10.2-9 Grundsatz: Berücksichtigung bestehender Windenergiestandorte und kommunaler Windenergieplanungen
Bei der Festlegung von Windenergiebereichen gemäß Ziel 10.2-2 sollen geeignete Windenergiestandorte und geeignete Windenergieplanungen der Kommunen berücksichtigt werden.
Erläuterung
und kommunaler Windenergieplanungen
Geeignete Windenergiestandorte und geeignete kommunale Planungen sind zu prüfen und in der Regionalplanung zu berücksichtigen.

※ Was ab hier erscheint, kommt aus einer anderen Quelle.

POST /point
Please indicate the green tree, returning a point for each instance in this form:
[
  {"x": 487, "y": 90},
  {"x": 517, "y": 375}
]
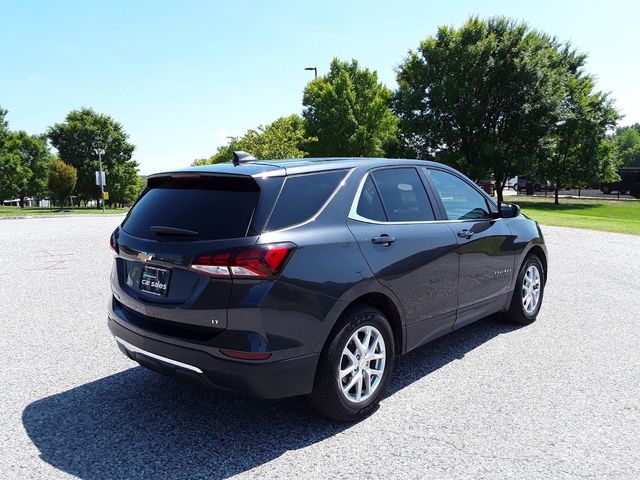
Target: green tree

Geeignet zur planerischen Übernahme in die Regionalpläne sind bestehende Windenergiestandorte und kommunale Windenergieplanungen, wenn sie dauerhaft für eine Windenergienutzung zur Verfügung stehen. Dabei sind technologische Entwicklungen hin zu größeren Windenergieanlagen zu berücksichtigen. Abstände unter 400 Metern zu Wohnbebauung sind bei bislang nicht genutzten kommunalen Flächenplanungen regelmäßig als ungeeignet anzusehen. Bereits genutzte Standorte können begründet anders beurteilt werden. Dies gilt zum Beispiel im Hinblick auf das Alter der Anlagen und die sich daraus ergebende Prognose für eine Restlaufzeit. Zusätzlich wird auch auf die Fortschreibungspflicht der Regionalplanfestlegungen für die Windenergie gemäß Ziel 10.2-10 verwiesen.
In der Regionalplanung kann dem konzeptionell durch unterschiedliche planerische Kriterien Rechnung getragen werden. Die Berücksichtigung bestehender Windenergiestandorte und kommunaler Planungen kann planerisch anders beurteilt werden als die Festlegungen weiterer, zusätzlicher Windenergiebereiche.